Any idea why are my fluorescence values not platouing at the same hight? The Cq values for the technical replicates are below 0.2 and in most cases below 0.1. Does the fact that the samples are not platouing at the same hight affect the data?
This is the first time it happened and I do not know what could be the reason I have such a scatter in the fluorescence extent.
I am studying the mitochondrial to nuclear DNA (mtDNA/nDNA) ratio using total DNA sample (undigested with RNAse A).
Nope, plateau height is entirely arbitrary. It doesn't mean much. You could run the exact same sample, on the exact same machines (if you had two of the same machine) with the same lot and batch of reagents, and you would certainly get different plateau heights. It varies from machine to machine. I wouldn't worry about it. Best of luck!

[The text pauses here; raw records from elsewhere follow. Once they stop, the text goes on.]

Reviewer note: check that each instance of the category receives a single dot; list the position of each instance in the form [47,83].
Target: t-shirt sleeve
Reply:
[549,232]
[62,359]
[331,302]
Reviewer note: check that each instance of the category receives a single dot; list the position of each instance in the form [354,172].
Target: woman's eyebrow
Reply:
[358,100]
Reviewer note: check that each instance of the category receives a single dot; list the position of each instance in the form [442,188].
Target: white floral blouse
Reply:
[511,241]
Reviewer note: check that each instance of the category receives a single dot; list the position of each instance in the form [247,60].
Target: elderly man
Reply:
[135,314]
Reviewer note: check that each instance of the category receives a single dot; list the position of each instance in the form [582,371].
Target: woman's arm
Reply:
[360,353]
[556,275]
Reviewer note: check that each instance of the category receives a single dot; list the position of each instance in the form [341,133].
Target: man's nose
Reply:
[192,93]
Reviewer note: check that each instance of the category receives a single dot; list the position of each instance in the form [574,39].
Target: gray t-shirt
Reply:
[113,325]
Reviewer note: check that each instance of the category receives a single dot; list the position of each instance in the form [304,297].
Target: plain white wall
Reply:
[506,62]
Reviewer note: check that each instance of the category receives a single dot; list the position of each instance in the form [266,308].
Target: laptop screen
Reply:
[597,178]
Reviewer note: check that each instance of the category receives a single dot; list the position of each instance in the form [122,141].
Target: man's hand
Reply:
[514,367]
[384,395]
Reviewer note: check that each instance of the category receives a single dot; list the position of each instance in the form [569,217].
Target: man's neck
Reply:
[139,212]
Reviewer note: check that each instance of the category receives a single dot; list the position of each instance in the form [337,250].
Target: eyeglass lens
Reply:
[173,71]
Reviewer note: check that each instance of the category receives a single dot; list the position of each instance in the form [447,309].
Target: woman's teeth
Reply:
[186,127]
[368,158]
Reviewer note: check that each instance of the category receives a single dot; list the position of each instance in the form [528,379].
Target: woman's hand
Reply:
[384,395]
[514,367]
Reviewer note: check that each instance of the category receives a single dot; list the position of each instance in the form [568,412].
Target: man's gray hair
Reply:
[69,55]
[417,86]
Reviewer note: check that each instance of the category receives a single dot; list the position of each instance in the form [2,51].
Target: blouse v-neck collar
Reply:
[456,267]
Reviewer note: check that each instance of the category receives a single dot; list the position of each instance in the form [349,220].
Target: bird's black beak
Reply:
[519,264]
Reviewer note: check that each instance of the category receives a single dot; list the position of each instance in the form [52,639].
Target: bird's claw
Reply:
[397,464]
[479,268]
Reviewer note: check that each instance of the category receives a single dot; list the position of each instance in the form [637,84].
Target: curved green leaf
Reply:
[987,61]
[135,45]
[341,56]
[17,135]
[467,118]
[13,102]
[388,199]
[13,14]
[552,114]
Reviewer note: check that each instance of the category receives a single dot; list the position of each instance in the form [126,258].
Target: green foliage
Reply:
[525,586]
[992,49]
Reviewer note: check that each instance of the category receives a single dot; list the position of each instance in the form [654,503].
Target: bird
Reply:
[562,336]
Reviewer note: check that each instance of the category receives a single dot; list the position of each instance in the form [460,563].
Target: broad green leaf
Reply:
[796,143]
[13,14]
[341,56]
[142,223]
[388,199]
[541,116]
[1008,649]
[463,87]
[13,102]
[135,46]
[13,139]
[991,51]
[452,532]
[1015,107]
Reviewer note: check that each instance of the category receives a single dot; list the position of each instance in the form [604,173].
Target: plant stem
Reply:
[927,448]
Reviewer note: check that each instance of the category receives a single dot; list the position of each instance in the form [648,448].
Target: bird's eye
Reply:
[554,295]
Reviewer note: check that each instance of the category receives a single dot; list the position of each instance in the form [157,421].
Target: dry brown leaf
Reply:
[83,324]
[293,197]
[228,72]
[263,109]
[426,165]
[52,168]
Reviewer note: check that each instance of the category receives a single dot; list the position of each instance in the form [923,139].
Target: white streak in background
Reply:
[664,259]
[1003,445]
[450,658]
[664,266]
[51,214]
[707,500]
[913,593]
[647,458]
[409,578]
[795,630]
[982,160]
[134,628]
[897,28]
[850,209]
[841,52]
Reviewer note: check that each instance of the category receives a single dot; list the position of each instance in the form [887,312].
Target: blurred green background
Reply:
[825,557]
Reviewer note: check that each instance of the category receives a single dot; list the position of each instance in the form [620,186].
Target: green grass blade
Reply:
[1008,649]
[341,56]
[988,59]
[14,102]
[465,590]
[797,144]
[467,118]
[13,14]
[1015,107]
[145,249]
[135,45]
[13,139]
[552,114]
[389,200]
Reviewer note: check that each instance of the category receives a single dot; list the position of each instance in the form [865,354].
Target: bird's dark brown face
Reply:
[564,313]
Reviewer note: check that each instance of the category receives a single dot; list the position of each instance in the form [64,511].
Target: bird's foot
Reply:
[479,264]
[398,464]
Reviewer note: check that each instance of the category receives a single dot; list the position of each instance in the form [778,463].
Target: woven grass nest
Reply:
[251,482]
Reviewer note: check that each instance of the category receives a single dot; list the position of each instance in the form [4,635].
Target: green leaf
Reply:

Nope, plateau height is entirely arbitrary. It doesn't mean much. You could run the exact same sample, on the exact same machines (if you had two of the same machine) with the same lot and batch of reagents, and you would certainly get different plateau heights. It varies from machine to machine. I wouldn't worry about it. Best of luck!
I agree with Craig, you should be more concerned with the Ct values of your replicates. Since PCR is a doubling process, all your replicates should have very similar Cts given that they have the same amount of starting material. This is why the blue bar is set at the exponential/linear phase, all replicates should perform or cross the threshold very similarly to each other in terms of amplification in the exponential/linear phase (assuming similar efficiency). Large deviations, however, may warrrant investigation.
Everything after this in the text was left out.